The science fair changed my life
Growing up, I was a bit of a goof-off, the underachiever who just squeaks by on brains without working very hard. Then, in the eighth grade, my best friend contracted encephalitis after I’d helped him build a robotic arm for the science fair. He survived but was unable to return to school the next year, and mostly out of loyalty to him, I completed the project alone. This required that I design, build, and program a simple microcomputer. I didn’t go on any dates that year, but I grew the hell up. And yeah, I went to state. Thanks, Kirk. I’ll always love ya, man.

I’m a software designer
My first salaried job was at Softdisk Publishing. I sat with John Carmack, the flipping genius who would later write Doom and Quake. The gamer guys were crazy talented and had the moxie to go for broke, but they played their music loud–really loud. My writing and programs were sold through bookstores in malls throughout the land. Which  was–and remains–fairly surreal.

For my part, I had read about the NASA programmers who saved the Voyager spacecraft after its main dish failed by reprogramming it–millions of miles out in space–to use newly invented data compression techniques. Now, that was cool! I ended up in corporate IT, leading an application development team. That was a blast. I got to use creative design to help people work faster and save money. It was really all about communication, though, and soon I was writing about it for TechTarget.com.

I taught myself to type
By the time I won the science fair, I was earning a tidy income writing educational software for the Apple Ifie. In school, I wrote games on the TRS-80s in class and copied typing assignments from the other machines. When Mrs. Murphy had finally had enough of my shenanigans, I went home and wrote myself a typing tutor based on a one-page magazine article about touch typing. A week later, I could type as well as anyone in class.

My mom was a prophet
A schoolteacher who never gave her literary dreams a shot, she named me Stuart because she thought it a good name for a writer.

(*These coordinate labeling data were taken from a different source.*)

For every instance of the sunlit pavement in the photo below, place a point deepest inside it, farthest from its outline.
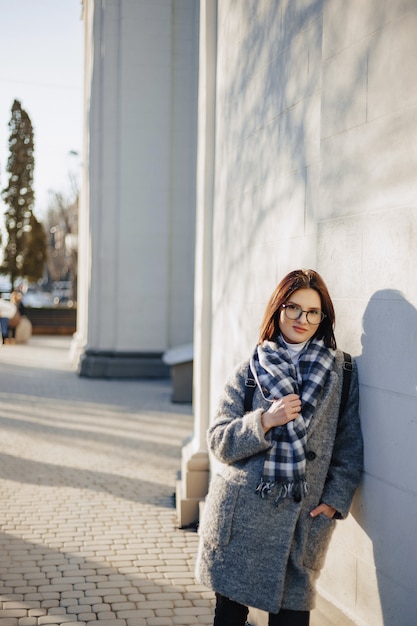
(87, 476)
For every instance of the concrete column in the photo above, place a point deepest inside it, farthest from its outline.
(137, 217)
(193, 486)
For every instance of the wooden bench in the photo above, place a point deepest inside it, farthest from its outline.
(52, 320)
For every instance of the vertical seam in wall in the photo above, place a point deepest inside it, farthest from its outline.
(98, 221)
(116, 209)
(170, 188)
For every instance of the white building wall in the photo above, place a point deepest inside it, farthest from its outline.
(316, 162)
(137, 228)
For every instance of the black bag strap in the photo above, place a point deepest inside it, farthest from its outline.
(347, 372)
(250, 385)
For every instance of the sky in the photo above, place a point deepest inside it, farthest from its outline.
(41, 52)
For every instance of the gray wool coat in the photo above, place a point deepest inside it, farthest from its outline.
(252, 550)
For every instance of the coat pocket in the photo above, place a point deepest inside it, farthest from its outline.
(216, 523)
(317, 541)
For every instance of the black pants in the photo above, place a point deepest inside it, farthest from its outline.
(230, 613)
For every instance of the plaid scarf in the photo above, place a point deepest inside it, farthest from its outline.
(277, 376)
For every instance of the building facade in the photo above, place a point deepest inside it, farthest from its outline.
(304, 155)
(307, 158)
(137, 214)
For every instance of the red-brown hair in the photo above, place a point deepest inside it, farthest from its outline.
(299, 279)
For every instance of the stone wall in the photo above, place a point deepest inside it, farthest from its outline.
(316, 166)
(137, 214)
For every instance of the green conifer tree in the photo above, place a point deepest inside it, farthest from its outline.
(19, 198)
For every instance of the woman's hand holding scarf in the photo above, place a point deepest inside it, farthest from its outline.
(281, 412)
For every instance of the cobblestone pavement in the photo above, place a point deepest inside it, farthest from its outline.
(88, 530)
(87, 521)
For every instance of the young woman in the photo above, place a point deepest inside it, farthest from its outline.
(289, 466)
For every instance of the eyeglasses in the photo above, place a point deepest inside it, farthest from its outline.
(294, 312)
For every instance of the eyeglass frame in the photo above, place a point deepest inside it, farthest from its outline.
(285, 306)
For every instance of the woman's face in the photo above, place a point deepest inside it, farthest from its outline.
(299, 330)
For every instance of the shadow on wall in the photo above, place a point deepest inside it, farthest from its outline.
(386, 506)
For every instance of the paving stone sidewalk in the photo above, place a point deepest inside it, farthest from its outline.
(88, 529)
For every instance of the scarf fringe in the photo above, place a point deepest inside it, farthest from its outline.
(291, 489)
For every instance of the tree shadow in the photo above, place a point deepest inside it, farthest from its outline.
(386, 504)
(126, 575)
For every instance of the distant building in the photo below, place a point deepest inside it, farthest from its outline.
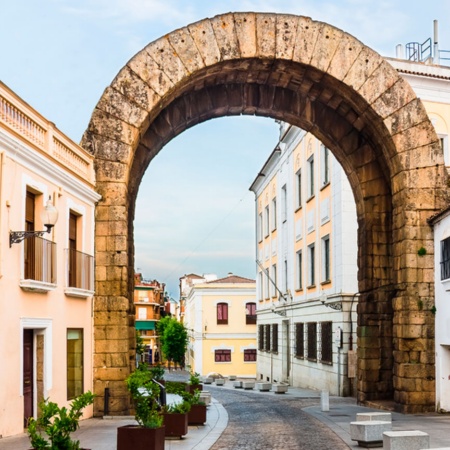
(46, 279)
(149, 304)
(307, 273)
(220, 316)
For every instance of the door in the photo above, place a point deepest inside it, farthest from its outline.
(27, 375)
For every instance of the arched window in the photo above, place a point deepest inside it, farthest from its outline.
(250, 313)
(222, 314)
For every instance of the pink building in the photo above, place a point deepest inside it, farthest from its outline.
(46, 273)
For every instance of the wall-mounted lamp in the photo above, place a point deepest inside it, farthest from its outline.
(49, 216)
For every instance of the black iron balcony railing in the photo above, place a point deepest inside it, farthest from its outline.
(40, 260)
(81, 270)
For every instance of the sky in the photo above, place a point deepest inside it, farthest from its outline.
(194, 211)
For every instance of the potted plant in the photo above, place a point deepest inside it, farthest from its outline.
(176, 419)
(158, 373)
(54, 425)
(197, 413)
(194, 383)
(148, 434)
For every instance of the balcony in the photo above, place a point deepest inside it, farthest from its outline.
(80, 274)
(39, 265)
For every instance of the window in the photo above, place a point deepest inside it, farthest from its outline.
(273, 291)
(222, 356)
(326, 259)
(299, 340)
(312, 264)
(285, 276)
(75, 379)
(311, 177)
(274, 338)
(250, 313)
(283, 203)
(249, 355)
(299, 281)
(222, 314)
(39, 253)
(260, 283)
(326, 342)
(312, 341)
(260, 227)
(445, 259)
(266, 221)
(325, 165)
(274, 214)
(261, 337)
(298, 189)
(267, 338)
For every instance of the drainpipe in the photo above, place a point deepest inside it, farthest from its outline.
(436, 44)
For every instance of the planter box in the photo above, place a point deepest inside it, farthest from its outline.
(134, 437)
(197, 415)
(176, 424)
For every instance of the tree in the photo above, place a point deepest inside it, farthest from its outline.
(174, 340)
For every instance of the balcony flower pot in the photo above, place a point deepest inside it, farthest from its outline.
(197, 414)
(149, 433)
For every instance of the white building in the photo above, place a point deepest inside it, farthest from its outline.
(307, 273)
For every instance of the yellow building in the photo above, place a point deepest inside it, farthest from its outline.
(46, 272)
(149, 303)
(220, 316)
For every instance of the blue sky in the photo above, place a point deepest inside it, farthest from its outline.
(194, 210)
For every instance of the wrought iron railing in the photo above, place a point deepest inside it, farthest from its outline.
(81, 270)
(40, 260)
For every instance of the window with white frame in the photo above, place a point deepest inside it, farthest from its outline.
(299, 270)
(284, 203)
(445, 259)
(326, 274)
(260, 227)
(298, 189)
(311, 265)
(274, 214)
(325, 164)
(311, 181)
(274, 279)
(260, 285)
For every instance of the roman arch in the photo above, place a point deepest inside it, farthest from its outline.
(323, 80)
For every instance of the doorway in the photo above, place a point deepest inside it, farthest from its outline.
(28, 375)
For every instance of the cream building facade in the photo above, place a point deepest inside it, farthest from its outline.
(46, 280)
(220, 316)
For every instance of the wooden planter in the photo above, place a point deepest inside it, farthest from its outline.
(176, 424)
(135, 437)
(197, 415)
(191, 388)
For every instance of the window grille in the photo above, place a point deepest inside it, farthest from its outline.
(312, 341)
(300, 340)
(326, 342)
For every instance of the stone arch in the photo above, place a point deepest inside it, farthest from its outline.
(325, 81)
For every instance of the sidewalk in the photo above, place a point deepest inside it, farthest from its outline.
(100, 434)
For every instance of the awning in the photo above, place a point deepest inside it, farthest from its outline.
(145, 325)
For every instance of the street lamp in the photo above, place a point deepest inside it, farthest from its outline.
(49, 216)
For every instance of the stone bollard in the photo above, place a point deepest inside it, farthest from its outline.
(324, 401)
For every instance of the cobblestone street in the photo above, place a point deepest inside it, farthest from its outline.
(258, 422)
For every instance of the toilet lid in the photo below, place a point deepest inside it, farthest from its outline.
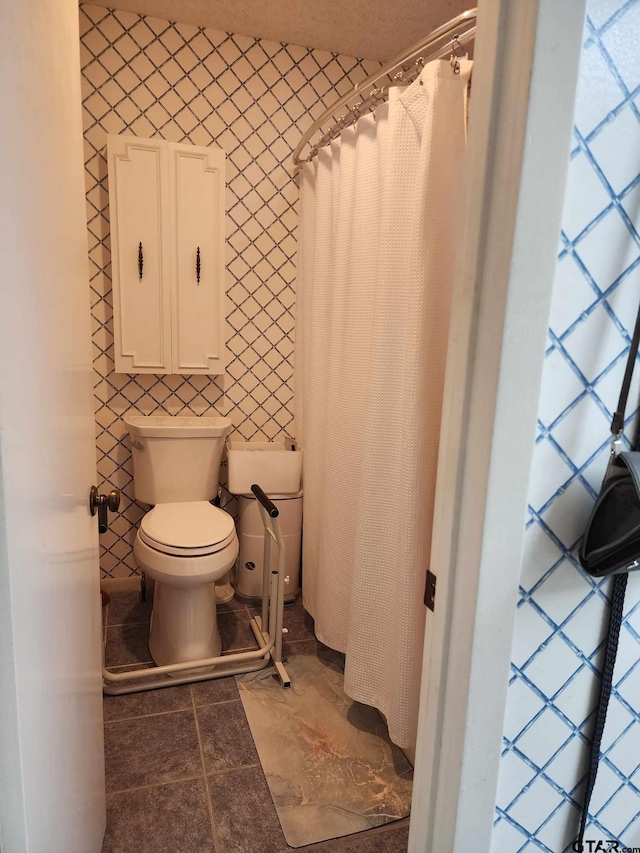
(190, 526)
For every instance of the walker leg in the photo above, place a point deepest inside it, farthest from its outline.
(281, 674)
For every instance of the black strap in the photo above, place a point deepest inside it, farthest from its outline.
(617, 423)
(618, 589)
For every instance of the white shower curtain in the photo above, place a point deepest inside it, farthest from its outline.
(378, 228)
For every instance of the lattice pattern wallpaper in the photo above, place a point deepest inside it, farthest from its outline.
(559, 625)
(253, 98)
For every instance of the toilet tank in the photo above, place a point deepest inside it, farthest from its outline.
(176, 458)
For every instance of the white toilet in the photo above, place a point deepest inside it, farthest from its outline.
(184, 543)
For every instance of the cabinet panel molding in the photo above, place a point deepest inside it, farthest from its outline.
(138, 203)
(197, 180)
(166, 205)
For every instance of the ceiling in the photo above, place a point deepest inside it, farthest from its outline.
(369, 29)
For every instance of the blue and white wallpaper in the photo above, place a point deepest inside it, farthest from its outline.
(561, 612)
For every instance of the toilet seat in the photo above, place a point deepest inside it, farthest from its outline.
(187, 529)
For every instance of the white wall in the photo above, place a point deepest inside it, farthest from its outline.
(51, 762)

She also taught me the importance of clear, concise communication, “Son,” she said, “the next time you see a snake, don’t yell Mommy, Mommy–yell Snake! Snake!”

My dad was a professional killer
Once, he lectured me for an hour about the poor people of Hiroshima and Nagasaki. I didn’t realize until after he’d died that he wasn’t too keen, as bombardier/navigator on a B-52, on his role as gatekeeper to Armageddon. But he did his duty in the great cold-war sand off, and the gates stayed shut. He taught me how to make things, he kept us safe, and despite his considerable failings, I was proud of him.

My dog thinks I’m magic
My Aussie dog is smart, but she has no concept of the machinery behind the elevator doors. She once stayed with us at a hotel and quickly adapted to riding the lift. Now, if I walk her up to any wall, she’ll sit, look up, and wait for it to open.

I married an aquanaut
Yes, my wife used to be a mermaid. And a science teacher. And an Army combat field medic (and a crack shot with an M16). And a park ranger. And a health and safety manager for a billion dollar ship–among other things. She’s special that way.

A manatee once ate my shorts
Manatees are big, beautiful creatures with otherworldly bad breath. Just sayin”. You’ve been warned. You know–in case it ever comes up.